A customer was tinkering with our API this past week and ran into some known caveats with fnd_request.submit().
The first caveat was just being able to test the API from SQL Developer. Simply making the function calls to see the results. From within a form in Oracle EBS, the API would work flawlessly, it would submit the concurrent request, and AventX would process it accordingly. However, in SQL Developer, the API would raise an exception that indicated the call to fnd_request.submit() failed, and instead of returning the request id, it returned 0.
The solution here was to make sure to set up the proper apps session before calling fnd_request.submit(). To do this programmatically, you can simply call the procedure:
fnd_global.apps_initialize(user_id, responsibility_id, responsibility_application_id);
You can determine the appropriate values for these arguments by either querying the database directly or examining profile values while logged into Oracle EBS. The same code worked via a form in Oracle EBS because the app’s environment is already set up.
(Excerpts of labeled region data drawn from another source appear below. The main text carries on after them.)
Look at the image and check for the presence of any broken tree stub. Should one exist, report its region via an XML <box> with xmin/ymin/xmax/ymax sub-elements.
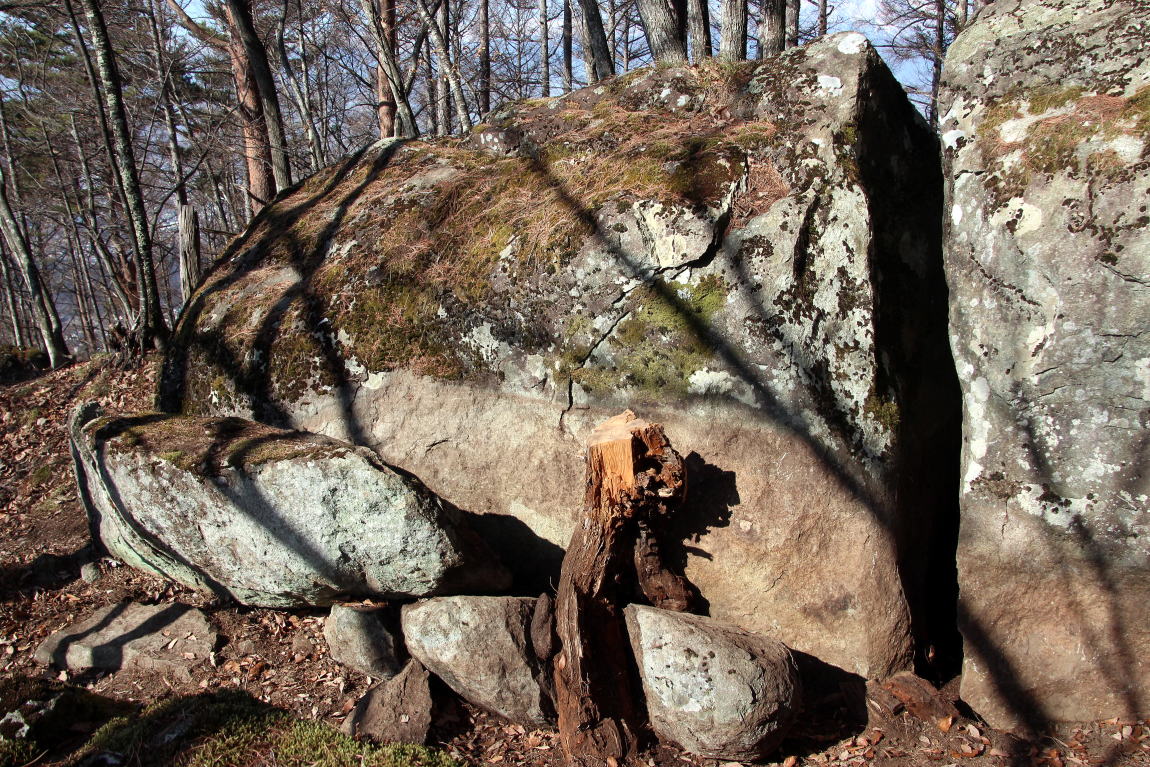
<box><xmin>940</xmin><ymin>0</ymin><xmax>1150</xmax><ymax>728</ymax></box>
<box><xmin>162</xmin><ymin>33</ymin><xmax>959</xmax><ymax>677</ymax></box>
<box><xmin>554</xmin><ymin>411</ymin><xmax>685</xmax><ymax>765</ymax></box>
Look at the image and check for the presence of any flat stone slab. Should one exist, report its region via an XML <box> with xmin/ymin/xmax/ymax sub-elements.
<box><xmin>36</xmin><ymin>601</ymin><xmax>216</xmax><ymax>673</ymax></box>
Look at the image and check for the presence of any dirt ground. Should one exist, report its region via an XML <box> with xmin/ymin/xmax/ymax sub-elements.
<box><xmin>0</xmin><ymin>361</ymin><xmax>1150</xmax><ymax>767</ymax></box>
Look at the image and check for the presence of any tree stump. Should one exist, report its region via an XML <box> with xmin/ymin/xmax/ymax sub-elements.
<box><xmin>554</xmin><ymin>411</ymin><xmax>690</xmax><ymax>767</ymax></box>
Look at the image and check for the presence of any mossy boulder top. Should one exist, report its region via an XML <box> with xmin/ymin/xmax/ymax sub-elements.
<box><xmin>940</xmin><ymin>0</ymin><xmax>1150</xmax><ymax>728</ymax></box>
<box><xmin>72</xmin><ymin>411</ymin><xmax>508</xmax><ymax>607</ymax></box>
<box><xmin>161</xmin><ymin>33</ymin><xmax>958</xmax><ymax>675</ymax></box>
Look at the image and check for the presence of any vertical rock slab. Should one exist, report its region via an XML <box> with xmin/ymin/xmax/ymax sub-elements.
<box><xmin>940</xmin><ymin>0</ymin><xmax>1150</xmax><ymax>727</ymax></box>
<box><xmin>162</xmin><ymin>33</ymin><xmax>959</xmax><ymax>677</ymax></box>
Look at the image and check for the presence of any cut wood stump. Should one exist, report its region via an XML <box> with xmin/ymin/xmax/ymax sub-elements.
<box><xmin>554</xmin><ymin>411</ymin><xmax>691</xmax><ymax>766</ymax></box>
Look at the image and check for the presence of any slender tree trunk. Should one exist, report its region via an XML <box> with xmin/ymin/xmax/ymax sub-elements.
<box><xmin>578</xmin><ymin>0</ymin><xmax>615</xmax><ymax>83</ymax></box>
<box><xmin>360</xmin><ymin>0</ymin><xmax>420</xmax><ymax>138</ymax></box>
<box><xmin>539</xmin><ymin>0</ymin><xmax>551</xmax><ymax>98</ymax></box>
<box><xmin>415</xmin><ymin>0</ymin><xmax>472</xmax><ymax>132</ymax></box>
<box><xmin>759</xmin><ymin>0</ymin><xmax>787</xmax><ymax>57</ymax></box>
<box><xmin>785</xmin><ymin>0</ymin><xmax>800</xmax><ymax>48</ymax></box>
<box><xmin>637</xmin><ymin>0</ymin><xmax>687</xmax><ymax>66</ymax></box>
<box><xmin>928</xmin><ymin>0</ymin><xmax>946</xmax><ymax>128</ymax></box>
<box><xmin>227</xmin><ymin>0</ymin><xmax>291</xmax><ymax>191</ymax></box>
<box><xmin>276</xmin><ymin>0</ymin><xmax>324</xmax><ymax>171</ymax></box>
<box><xmin>81</xmin><ymin>0</ymin><xmax>167</xmax><ymax>351</ymax></box>
<box><xmin>0</xmin><ymin>166</ymin><xmax>68</xmax><ymax>368</ymax></box>
<box><xmin>719</xmin><ymin>0</ymin><xmax>746</xmax><ymax>61</ymax></box>
<box><xmin>687</xmin><ymin>0</ymin><xmax>713</xmax><ymax>63</ymax></box>
<box><xmin>480</xmin><ymin>0</ymin><xmax>491</xmax><ymax>115</ymax></box>
<box><xmin>561</xmin><ymin>0</ymin><xmax>575</xmax><ymax>93</ymax></box>
<box><xmin>0</xmin><ymin>253</ymin><xmax>24</xmax><ymax>347</ymax></box>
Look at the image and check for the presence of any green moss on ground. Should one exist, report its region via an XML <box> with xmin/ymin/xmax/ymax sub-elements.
<box><xmin>69</xmin><ymin>692</ymin><xmax>461</xmax><ymax>767</ymax></box>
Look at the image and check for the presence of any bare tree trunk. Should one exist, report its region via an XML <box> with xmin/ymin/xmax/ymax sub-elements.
<box><xmin>719</xmin><ymin>0</ymin><xmax>746</xmax><ymax>61</ymax></box>
<box><xmin>539</xmin><ymin>0</ymin><xmax>551</xmax><ymax>98</ymax></box>
<box><xmin>227</xmin><ymin>0</ymin><xmax>291</xmax><ymax>191</ymax></box>
<box><xmin>638</xmin><ymin>0</ymin><xmax>687</xmax><ymax>66</ymax></box>
<box><xmin>759</xmin><ymin>0</ymin><xmax>787</xmax><ymax>57</ymax></box>
<box><xmin>554</xmin><ymin>411</ymin><xmax>685</xmax><ymax>767</ymax></box>
<box><xmin>578</xmin><ymin>0</ymin><xmax>615</xmax><ymax>83</ymax></box>
<box><xmin>687</xmin><ymin>0</ymin><xmax>713</xmax><ymax>63</ymax></box>
<box><xmin>0</xmin><ymin>166</ymin><xmax>68</xmax><ymax>368</ymax></box>
<box><xmin>480</xmin><ymin>0</ymin><xmax>491</xmax><ymax>115</ymax></box>
<box><xmin>0</xmin><ymin>253</ymin><xmax>24</xmax><ymax>347</ymax></box>
<box><xmin>360</xmin><ymin>0</ymin><xmax>420</xmax><ymax>138</ymax></box>
<box><xmin>927</xmin><ymin>0</ymin><xmax>946</xmax><ymax>128</ymax></box>
<box><xmin>415</xmin><ymin>0</ymin><xmax>472</xmax><ymax>132</ymax></box>
<box><xmin>276</xmin><ymin>0</ymin><xmax>324</xmax><ymax>171</ymax></box>
<box><xmin>81</xmin><ymin>0</ymin><xmax>168</xmax><ymax>351</ymax></box>
<box><xmin>562</xmin><ymin>0</ymin><xmax>575</xmax><ymax>93</ymax></box>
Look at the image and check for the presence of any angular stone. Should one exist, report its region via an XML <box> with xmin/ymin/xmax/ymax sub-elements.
<box><xmin>626</xmin><ymin>605</ymin><xmax>802</xmax><ymax>761</ymax></box>
<box><xmin>323</xmin><ymin>605</ymin><xmax>401</xmax><ymax>680</ymax></box>
<box><xmin>343</xmin><ymin>660</ymin><xmax>436</xmax><ymax>745</ymax></box>
<box><xmin>403</xmin><ymin>597</ymin><xmax>551</xmax><ymax>727</ymax></box>
<box><xmin>162</xmin><ymin>33</ymin><xmax>960</xmax><ymax>677</ymax></box>
<box><xmin>72</xmin><ymin>413</ymin><xmax>507</xmax><ymax>607</ymax></box>
<box><xmin>940</xmin><ymin>0</ymin><xmax>1150</xmax><ymax>729</ymax></box>
<box><xmin>36</xmin><ymin>601</ymin><xmax>216</xmax><ymax>677</ymax></box>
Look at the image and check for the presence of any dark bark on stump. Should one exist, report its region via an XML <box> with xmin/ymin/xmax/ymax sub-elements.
<box><xmin>554</xmin><ymin>411</ymin><xmax>688</xmax><ymax>766</ymax></box>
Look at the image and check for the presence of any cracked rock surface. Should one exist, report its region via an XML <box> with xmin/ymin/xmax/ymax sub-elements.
<box><xmin>940</xmin><ymin>0</ymin><xmax>1150</xmax><ymax>727</ymax></box>
<box><xmin>161</xmin><ymin>33</ymin><xmax>958</xmax><ymax>676</ymax></box>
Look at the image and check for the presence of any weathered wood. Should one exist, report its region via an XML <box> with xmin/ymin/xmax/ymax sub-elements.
<box><xmin>554</xmin><ymin>411</ymin><xmax>685</xmax><ymax>766</ymax></box>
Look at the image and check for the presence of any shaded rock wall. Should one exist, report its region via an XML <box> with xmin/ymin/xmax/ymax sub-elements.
<box><xmin>941</xmin><ymin>0</ymin><xmax>1150</xmax><ymax>727</ymax></box>
<box><xmin>161</xmin><ymin>34</ymin><xmax>958</xmax><ymax>676</ymax></box>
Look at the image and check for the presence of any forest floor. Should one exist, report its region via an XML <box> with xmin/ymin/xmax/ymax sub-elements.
<box><xmin>0</xmin><ymin>361</ymin><xmax>1150</xmax><ymax>767</ymax></box>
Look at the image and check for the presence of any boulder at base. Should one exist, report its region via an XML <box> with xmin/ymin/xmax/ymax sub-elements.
<box><xmin>940</xmin><ymin>0</ymin><xmax>1150</xmax><ymax>727</ymax></box>
<box><xmin>72</xmin><ymin>411</ymin><xmax>507</xmax><ymax>607</ymax></box>
<box><xmin>404</xmin><ymin>597</ymin><xmax>553</xmax><ymax>727</ymax></box>
<box><xmin>162</xmin><ymin>33</ymin><xmax>959</xmax><ymax>676</ymax></box>
<box><xmin>626</xmin><ymin>605</ymin><xmax>802</xmax><ymax>761</ymax></box>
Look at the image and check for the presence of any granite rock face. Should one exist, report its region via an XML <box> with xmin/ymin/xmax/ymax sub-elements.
<box><xmin>626</xmin><ymin>605</ymin><xmax>802</xmax><ymax>761</ymax></box>
<box><xmin>72</xmin><ymin>412</ymin><xmax>507</xmax><ymax>607</ymax></box>
<box><xmin>404</xmin><ymin>597</ymin><xmax>553</xmax><ymax>727</ymax></box>
<box><xmin>162</xmin><ymin>33</ymin><xmax>960</xmax><ymax>676</ymax></box>
<box><xmin>36</xmin><ymin>601</ymin><xmax>216</xmax><ymax>678</ymax></box>
<box><xmin>940</xmin><ymin>0</ymin><xmax>1150</xmax><ymax>727</ymax></box>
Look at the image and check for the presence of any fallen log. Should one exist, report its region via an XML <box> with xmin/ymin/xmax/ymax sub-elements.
<box><xmin>554</xmin><ymin>411</ymin><xmax>691</xmax><ymax>766</ymax></box>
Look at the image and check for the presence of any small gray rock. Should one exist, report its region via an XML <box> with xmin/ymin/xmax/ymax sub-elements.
<box><xmin>343</xmin><ymin>660</ymin><xmax>435</xmax><ymax>745</ymax></box>
<box><xmin>624</xmin><ymin>605</ymin><xmax>802</xmax><ymax>761</ymax></box>
<box><xmin>79</xmin><ymin>562</ymin><xmax>101</xmax><ymax>583</ymax></box>
<box><xmin>403</xmin><ymin>597</ymin><xmax>552</xmax><ymax>727</ymax></box>
<box><xmin>323</xmin><ymin>605</ymin><xmax>401</xmax><ymax>680</ymax></box>
<box><xmin>36</xmin><ymin>601</ymin><xmax>216</xmax><ymax>676</ymax></box>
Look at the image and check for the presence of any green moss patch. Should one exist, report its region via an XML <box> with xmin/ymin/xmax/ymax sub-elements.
<box><xmin>72</xmin><ymin>692</ymin><xmax>461</xmax><ymax>767</ymax></box>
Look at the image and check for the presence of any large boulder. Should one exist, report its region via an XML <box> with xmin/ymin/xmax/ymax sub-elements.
<box><xmin>72</xmin><ymin>408</ymin><xmax>507</xmax><ymax>607</ymax></box>
<box><xmin>940</xmin><ymin>0</ymin><xmax>1150</xmax><ymax>727</ymax></box>
<box><xmin>624</xmin><ymin>605</ymin><xmax>802</xmax><ymax>761</ymax></box>
<box><xmin>162</xmin><ymin>33</ymin><xmax>959</xmax><ymax>676</ymax></box>
<box><xmin>403</xmin><ymin>597</ymin><xmax>553</xmax><ymax>727</ymax></box>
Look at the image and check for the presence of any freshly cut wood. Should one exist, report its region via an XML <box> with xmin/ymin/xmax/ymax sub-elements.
<box><xmin>554</xmin><ymin>411</ymin><xmax>687</xmax><ymax>766</ymax></box>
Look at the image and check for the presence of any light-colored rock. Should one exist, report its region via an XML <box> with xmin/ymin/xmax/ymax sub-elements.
<box><xmin>342</xmin><ymin>660</ymin><xmax>436</xmax><ymax>745</ymax></box>
<box><xmin>323</xmin><ymin>605</ymin><xmax>401</xmax><ymax>680</ymax></box>
<box><xmin>36</xmin><ymin>601</ymin><xmax>216</xmax><ymax>678</ymax></box>
<box><xmin>940</xmin><ymin>0</ymin><xmax>1150</xmax><ymax>727</ymax></box>
<box><xmin>403</xmin><ymin>597</ymin><xmax>551</xmax><ymax>727</ymax></box>
<box><xmin>162</xmin><ymin>34</ymin><xmax>959</xmax><ymax>676</ymax></box>
<box><xmin>72</xmin><ymin>413</ymin><xmax>507</xmax><ymax>607</ymax></box>
<box><xmin>624</xmin><ymin>605</ymin><xmax>802</xmax><ymax>761</ymax></box>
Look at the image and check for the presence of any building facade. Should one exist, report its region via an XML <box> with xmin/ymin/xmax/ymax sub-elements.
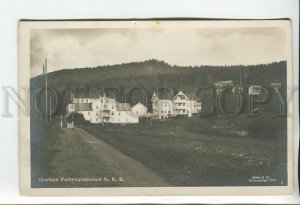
<box><xmin>151</xmin><ymin>91</ymin><xmax>201</xmax><ymax>119</ymax></box>
<box><xmin>67</xmin><ymin>95</ymin><xmax>138</xmax><ymax>124</ymax></box>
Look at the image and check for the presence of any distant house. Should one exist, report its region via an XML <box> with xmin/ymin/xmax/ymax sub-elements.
<box><xmin>151</xmin><ymin>91</ymin><xmax>201</xmax><ymax>119</ymax></box>
<box><xmin>67</xmin><ymin>95</ymin><xmax>138</xmax><ymax>123</ymax></box>
<box><xmin>131</xmin><ymin>102</ymin><xmax>148</xmax><ymax>117</ymax></box>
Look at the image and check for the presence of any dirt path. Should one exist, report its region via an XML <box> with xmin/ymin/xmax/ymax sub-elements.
<box><xmin>51</xmin><ymin>128</ymin><xmax>168</xmax><ymax>187</ymax></box>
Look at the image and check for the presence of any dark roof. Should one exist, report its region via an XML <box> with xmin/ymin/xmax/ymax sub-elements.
<box><xmin>155</xmin><ymin>91</ymin><xmax>199</xmax><ymax>100</ymax></box>
<box><xmin>75</xmin><ymin>103</ymin><xmax>93</xmax><ymax>111</ymax></box>
<box><xmin>117</xmin><ymin>103</ymin><xmax>131</xmax><ymax>111</ymax></box>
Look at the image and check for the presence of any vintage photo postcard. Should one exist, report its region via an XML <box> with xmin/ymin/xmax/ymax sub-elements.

After getting the test PL/SQL running in SQL Developer, the final resting spot for the code was an Oracle Report. The customer used the After Report Trigger to populate our API and submit a request to AventX. After adding the appropriate code (that now works in SQL Developer and a form in Oracle EBS) to the report trigger, the report would no longer compile! Instead, the error the customer received was:
Error 707 at line 0, column 0 unsupported construct or internal error [2601]
I’ll admit, I hadn’t seen this one before. Doing some digging, we found that Oracle Reports (certain versions?) does not respect the ‘default’ parameter value of a function/procedure. Instead, it requires you to specify ALL parameters regardless of value. For example, our API has a function that wraps fnd_request.submit(). This function accepts similar parameters to fnd_request.submit() in that it will allow a user to specify 100 arguments to be used as parameters for the Concurrent Request:
function Submit (…, Argument1 in varchar2 default chr(0), vArgument2 in varchar2 default chr(0) … vArgument100 in varchar2 default chr(0)) returns number;
Utilizing the ‘default’ keyword in PL/SQL allows developers not to have to specify all 100 arguments but instead just lets them accept the default value (chr(0)). Well, in this case, Oracle Reports requires you to specify ALL default variables, or you get the above error. So, in the end, to ‘fix’ this compilation error, we had the customer specify a value for each argument, and now the Oracle Report runs with no issues.
I was curious as to why the Oracle Reports’ PL/SQL interpreter behaved this way versus the standard operating procedure of accepting the defaults. I did some digging in the Oracle Reports development guides and on Metalink, but the only thing I could find were a few bugs on My Oracle Support that referenced the error, but nothing really specific or concrete as to why it’s different.